健康の定義としてはWHO(世界保健機関)の
「完全な肉体的、精神的及び社会的福祉の状態であり、単に疾病又は病弱の存在しないことではない。」
というものが有名である。
この中の「福祉」は原文(Health is a state of complete physical, mental and social well-being and not merely the absence of disease or infirmity.)を見ると”well-being”という、対応する日本語が見つかりにくい言葉であることから、これをそのままカタカナにした「ウェルビーイング」という言葉が近年では広く普及しているようである。
これを直訳するとwellが「良い」「良好な」、beingが「存在」「状態」「〜であること」「〜でいること」ということで、厚生労働省の文書などでは「良好な状態」などと訳されているようである。
かつて、「現実存在」から「実存」という言葉を作ったように、「良好状態」から「好状」あるいは「良態」などの新熟語をつくってみては、などと思ったが、どうもしっくりこない。
「いい感じ」とか、「よきさま」、最近の若者言葉と言われている「よき」などの方がしっくりくる、ような気がする。

健康の定義について調べてみると、上の定義を少し変更しようとしたが、うまくいかなかったものとして、次のようなものもあるらしい。
「完全な肉体的(physical)、精神的(mental)、spiritual及び社会的(social)福祉のdynamicな状態であり、単に疾病又は病弱の存在しないことではない。」
(Health is a dynamic state of complete physical, mental, spiritual and social well-being and not merely the absence of disease or infirmity.)
"dynanic"という言葉のここでの意味は「健康と疾病は別個のものではなく連続したものである」という趣旨の発言があったとのことである。(以上は厚労省ホームページより引用)

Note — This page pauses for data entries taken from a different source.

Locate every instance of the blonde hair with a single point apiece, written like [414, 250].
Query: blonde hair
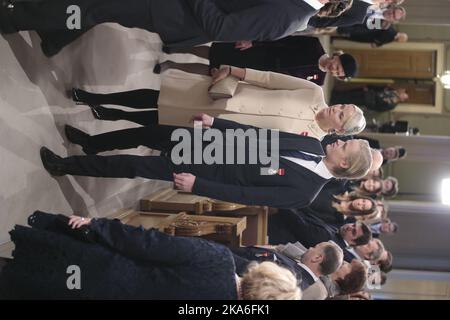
[356, 123]
[268, 281]
[360, 163]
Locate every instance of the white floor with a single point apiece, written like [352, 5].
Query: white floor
[34, 108]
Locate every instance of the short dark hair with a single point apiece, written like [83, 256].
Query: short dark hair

健康と不健康とは固定的なものでなく、明確な輪郭の引けない関係であるということ、蚊柱が多くの蚊が不規則に動きながらも柱のかたちを維持しているように、健康は動的な平衡で生まれる何かであるということ。
"spiritual”は「霊的な」「たましいの」。
健康であるとは、このような各種の次元での健やかさを保ち続けることであり、固定的な立場や地位ではなく、不断の励み、活動の結果として生まれるものなのだろう。そして、それは一見不健康なものとも無縁ではないのだ、と思う。